While the 1971 and 2002 amendments limited individual spending to a sum for each two-year election cycle ($5,200, up to $48,600 total), Todd McCutcheon and his lawyer group could quickly dispatch the limit by using the same constitutional framework established in Citizens United. McCutcheon did Citizens United one better and questioned whether or not there could even be a biennial limit on political donation, under the Constitution (i.e. First Amendment). The decision, of course, was that there couldn’t.

I doubt that the court, although conservative, will fall on the wrong side of history in granting full civil rights to gay citizens, or anything of a more social nature. However, their willingness to dissolve any and all campaign finance reform and regulation might hint at future de-regulating decisions. Perhaps kneecapping Obamacare under pretense of the 10th Amendment, or taking another look, with a conservative eye, at a Wall Street practice begging to be deregulated (the cyber trading that Michael Lewis elucidates in his new book, “Fly Boys”).

The reason to fight the Citizens United and McCutcheon decisions is twofold: First, that people vote for whoever is on the ballot. If you don’t have money, you won’t have a successful campaign to get on the ballot. Instead, everyone else in the race could be potentially handpicked by a single interest, say, a Todd McCutcheon, and those candidates, first and foremost, will be beholden to that interest. When all Democrats and Republicans alike become, truly, nothing more than mouthpieces for the opinions of billionaires, the individual vote means nothing. Less than nothing, even, because the vote would give the illusion of supporting your own interest when in fact there is only another, entirely separate set of interests at stake.

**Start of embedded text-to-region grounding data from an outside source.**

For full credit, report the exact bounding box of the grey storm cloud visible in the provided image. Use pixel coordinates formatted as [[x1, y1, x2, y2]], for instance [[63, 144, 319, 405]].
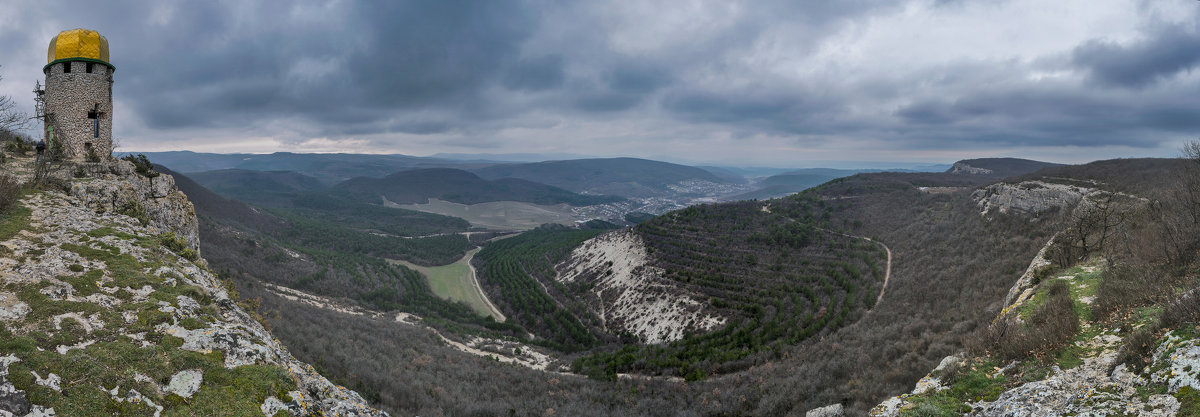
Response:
[[345, 2, 537, 106], [503, 54, 566, 91], [894, 83, 1200, 148], [1073, 24, 1200, 88], [665, 89, 835, 128], [2, 0, 1198, 162], [4, 1, 536, 132]]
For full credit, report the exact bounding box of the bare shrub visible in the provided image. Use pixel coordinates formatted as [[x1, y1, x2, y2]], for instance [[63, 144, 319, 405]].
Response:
[[1111, 327, 1159, 374], [1160, 291, 1200, 329], [0, 70, 27, 133], [1110, 288, 1200, 375], [1091, 264, 1164, 322], [1, 132, 32, 156], [0, 175, 20, 212], [1030, 280, 1079, 345], [973, 280, 1078, 360]]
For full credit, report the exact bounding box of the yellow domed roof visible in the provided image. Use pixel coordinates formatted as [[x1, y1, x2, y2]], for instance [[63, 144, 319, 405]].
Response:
[[46, 28, 112, 69]]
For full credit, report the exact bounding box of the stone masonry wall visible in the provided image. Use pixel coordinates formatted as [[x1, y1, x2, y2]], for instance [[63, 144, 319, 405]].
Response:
[[44, 61, 113, 161]]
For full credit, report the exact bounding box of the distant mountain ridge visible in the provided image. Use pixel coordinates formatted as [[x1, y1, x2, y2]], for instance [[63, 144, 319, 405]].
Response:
[[472, 157, 729, 197], [728, 168, 891, 200], [134, 151, 484, 184], [334, 168, 621, 206], [947, 158, 1063, 177], [188, 169, 326, 207], [162, 166, 284, 231]]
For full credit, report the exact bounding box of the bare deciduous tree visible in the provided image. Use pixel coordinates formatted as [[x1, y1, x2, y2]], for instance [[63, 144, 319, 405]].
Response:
[[1149, 138, 1200, 265], [1180, 139, 1200, 225], [0, 68, 28, 133]]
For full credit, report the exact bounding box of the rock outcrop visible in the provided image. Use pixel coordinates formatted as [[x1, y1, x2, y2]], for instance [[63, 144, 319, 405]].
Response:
[[972, 180, 1093, 217], [969, 349, 1178, 416], [555, 229, 724, 344], [949, 162, 994, 175], [68, 161, 200, 252], [805, 403, 844, 417], [999, 233, 1057, 311], [0, 159, 385, 416]]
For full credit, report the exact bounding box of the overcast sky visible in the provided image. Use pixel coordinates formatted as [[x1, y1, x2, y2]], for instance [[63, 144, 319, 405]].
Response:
[[0, 0, 1197, 167]]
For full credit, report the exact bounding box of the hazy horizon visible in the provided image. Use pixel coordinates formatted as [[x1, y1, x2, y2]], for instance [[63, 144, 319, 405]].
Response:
[[2, 1, 1198, 167]]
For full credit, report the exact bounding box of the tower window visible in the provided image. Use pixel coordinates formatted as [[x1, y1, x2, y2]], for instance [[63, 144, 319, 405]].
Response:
[[88, 111, 99, 138], [62, 62, 70, 73], [86, 62, 93, 73]]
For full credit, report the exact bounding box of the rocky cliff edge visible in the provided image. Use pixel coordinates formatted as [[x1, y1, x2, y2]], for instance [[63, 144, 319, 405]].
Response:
[[869, 182, 1197, 416], [0, 158, 386, 416]]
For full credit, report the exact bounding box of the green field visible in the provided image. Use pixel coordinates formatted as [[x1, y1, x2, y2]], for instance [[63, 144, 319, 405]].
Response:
[[389, 248, 505, 321], [388, 198, 580, 230]]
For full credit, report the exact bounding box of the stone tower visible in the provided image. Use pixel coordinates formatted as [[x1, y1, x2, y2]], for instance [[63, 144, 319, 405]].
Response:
[[42, 28, 114, 161]]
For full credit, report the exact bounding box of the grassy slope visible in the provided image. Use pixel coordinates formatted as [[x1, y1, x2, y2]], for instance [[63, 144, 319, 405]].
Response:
[[895, 258, 1191, 416], [387, 248, 502, 320]]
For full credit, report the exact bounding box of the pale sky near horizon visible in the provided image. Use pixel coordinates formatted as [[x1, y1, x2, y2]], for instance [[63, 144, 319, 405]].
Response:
[[0, 1, 1198, 167]]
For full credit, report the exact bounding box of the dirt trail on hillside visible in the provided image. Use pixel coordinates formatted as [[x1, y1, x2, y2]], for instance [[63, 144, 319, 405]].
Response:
[[863, 237, 892, 308], [769, 202, 893, 310], [464, 248, 507, 322], [467, 233, 520, 321], [824, 230, 892, 309]]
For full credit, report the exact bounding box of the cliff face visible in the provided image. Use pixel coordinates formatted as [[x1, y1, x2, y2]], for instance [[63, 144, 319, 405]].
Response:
[[67, 161, 200, 253], [555, 229, 725, 344], [0, 160, 385, 416]]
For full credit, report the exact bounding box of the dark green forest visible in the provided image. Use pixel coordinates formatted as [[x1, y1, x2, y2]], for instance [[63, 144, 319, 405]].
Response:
[[575, 195, 886, 380], [474, 227, 606, 352]]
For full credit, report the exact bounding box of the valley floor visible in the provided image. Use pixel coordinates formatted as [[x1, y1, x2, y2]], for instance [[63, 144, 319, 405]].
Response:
[[387, 247, 506, 322]]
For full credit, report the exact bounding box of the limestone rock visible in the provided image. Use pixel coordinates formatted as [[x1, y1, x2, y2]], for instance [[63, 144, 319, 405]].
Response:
[[972, 351, 1179, 416], [972, 180, 1093, 217], [165, 370, 202, 399], [30, 372, 60, 392], [1001, 233, 1057, 311], [912, 355, 964, 395], [555, 229, 725, 344], [0, 292, 29, 322], [869, 397, 904, 417], [805, 403, 843, 417], [67, 160, 200, 254], [949, 162, 994, 175], [1150, 332, 1200, 392], [0, 355, 31, 416]]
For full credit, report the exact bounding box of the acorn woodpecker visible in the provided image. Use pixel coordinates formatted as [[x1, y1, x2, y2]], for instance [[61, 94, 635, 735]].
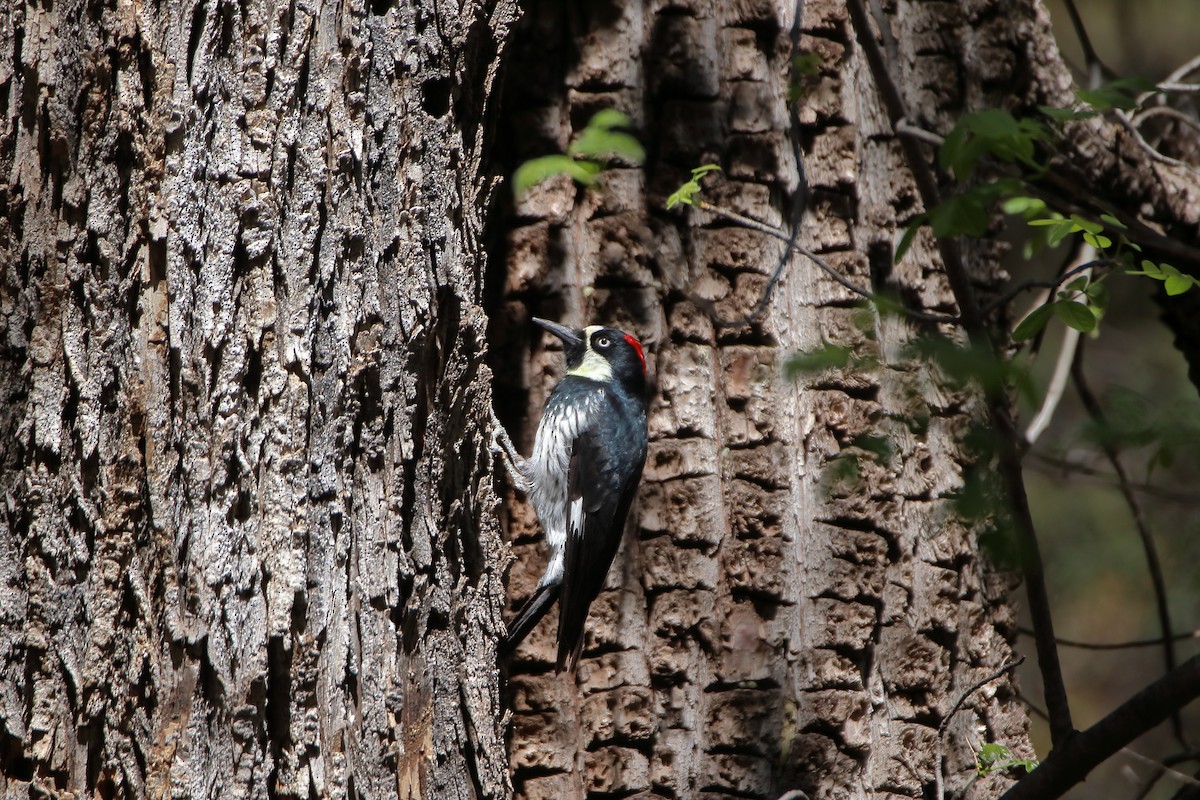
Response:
[[491, 317, 649, 671]]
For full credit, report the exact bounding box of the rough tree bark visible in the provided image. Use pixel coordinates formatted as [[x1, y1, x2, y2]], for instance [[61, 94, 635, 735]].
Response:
[[490, 1, 1043, 798], [0, 0, 517, 797], [7, 0, 1192, 797]]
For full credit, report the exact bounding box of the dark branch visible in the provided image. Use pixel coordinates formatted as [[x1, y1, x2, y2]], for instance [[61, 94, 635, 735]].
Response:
[[999, 655, 1200, 800], [1028, 452, 1200, 506], [696, 201, 959, 325], [1071, 342, 1186, 749], [1017, 626, 1200, 651], [1062, 0, 1113, 84], [936, 658, 1026, 800]]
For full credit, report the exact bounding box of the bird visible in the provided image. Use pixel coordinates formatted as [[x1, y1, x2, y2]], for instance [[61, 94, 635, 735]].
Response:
[[490, 317, 649, 671]]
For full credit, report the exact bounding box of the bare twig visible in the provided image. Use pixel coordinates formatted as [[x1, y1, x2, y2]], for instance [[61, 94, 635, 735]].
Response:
[[846, 0, 1075, 747], [1162, 53, 1200, 87], [1118, 746, 1200, 789], [1023, 245, 1096, 445], [1115, 110, 1198, 170], [999, 654, 1200, 800], [1132, 106, 1200, 133], [695, 201, 960, 325], [936, 658, 1025, 800], [895, 118, 946, 147], [1063, 0, 1111, 87], [1157, 81, 1200, 94], [1071, 343, 1189, 750], [1132, 751, 1200, 800], [1017, 626, 1200, 651], [983, 258, 1116, 319], [1029, 452, 1200, 506]]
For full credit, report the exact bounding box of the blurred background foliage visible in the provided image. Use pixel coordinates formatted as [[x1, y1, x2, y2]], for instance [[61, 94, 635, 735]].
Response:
[[1017, 2, 1199, 796]]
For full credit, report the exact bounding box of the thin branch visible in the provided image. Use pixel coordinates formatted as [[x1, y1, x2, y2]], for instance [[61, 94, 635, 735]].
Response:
[[1152, 82, 1200, 95], [981, 258, 1117, 318], [936, 658, 1025, 800], [846, 0, 1075, 747], [1028, 452, 1200, 506], [1023, 245, 1095, 445], [1017, 691, 1049, 722], [1169, 54, 1200, 84], [1037, 164, 1200, 276], [895, 118, 946, 147], [695, 201, 960, 325], [1017, 626, 1200, 651], [1071, 342, 1189, 750], [1118, 747, 1200, 789], [1115, 110, 1199, 170], [1062, 0, 1111, 87], [999, 654, 1200, 800], [1132, 106, 1200, 133]]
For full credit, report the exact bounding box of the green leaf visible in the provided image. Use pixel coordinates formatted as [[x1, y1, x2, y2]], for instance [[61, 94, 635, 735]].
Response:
[[1001, 196, 1046, 215], [929, 192, 990, 239], [569, 128, 644, 165], [1053, 300, 1097, 332], [1069, 214, 1103, 234], [895, 215, 927, 263], [979, 744, 1011, 765], [565, 109, 645, 165], [1077, 77, 1159, 111], [667, 182, 699, 210], [1131, 260, 1165, 279], [1164, 273, 1193, 296], [939, 109, 1050, 180], [1085, 281, 1110, 313], [977, 743, 1038, 776], [512, 155, 601, 198], [1099, 213, 1127, 230], [1012, 303, 1054, 342], [666, 164, 721, 209], [1082, 232, 1112, 250], [785, 344, 854, 378], [1063, 276, 1089, 294], [851, 434, 895, 465], [792, 52, 822, 77], [1038, 104, 1096, 122], [938, 124, 970, 177], [1045, 221, 1074, 247]]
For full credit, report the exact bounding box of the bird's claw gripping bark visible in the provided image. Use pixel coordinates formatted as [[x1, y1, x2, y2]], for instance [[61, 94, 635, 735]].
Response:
[[489, 409, 531, 493]]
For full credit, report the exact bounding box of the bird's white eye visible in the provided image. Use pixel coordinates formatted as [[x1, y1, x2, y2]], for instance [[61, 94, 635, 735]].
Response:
[[596, 336, 611, 348]]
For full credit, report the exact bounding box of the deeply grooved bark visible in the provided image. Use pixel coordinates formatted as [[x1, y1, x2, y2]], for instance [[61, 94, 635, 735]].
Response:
[[490, 0, 1033, 798]]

Second, protesting the decision is a protest against the business of the Court. Although nothing will change regarding the 5-4 split until a Justice retires, what can change is the pressure on the court from the public. There is a conscience even among those who are undemocratically appointed for life, I might hope. Right now they have the highest approval ratings of any branch of government—in 2013, a Gallup poll gave them a whopping 46 percent, a far cry from Congress’s 13 percent. When the public unanimously lambastes their decision in the case, as it should, the President (current or future) is pressured to appoint a justice that might conform more closely to public opinion and public interest, while the Senate is pressured to confirm the choice. It’s not a change that happens quickly, but interrogating the reason that we condemn Congress and the President, while leaving the Court relatively unscathed, might be a start.

 

—Chris Dietz ’17 is a student at Vassar College.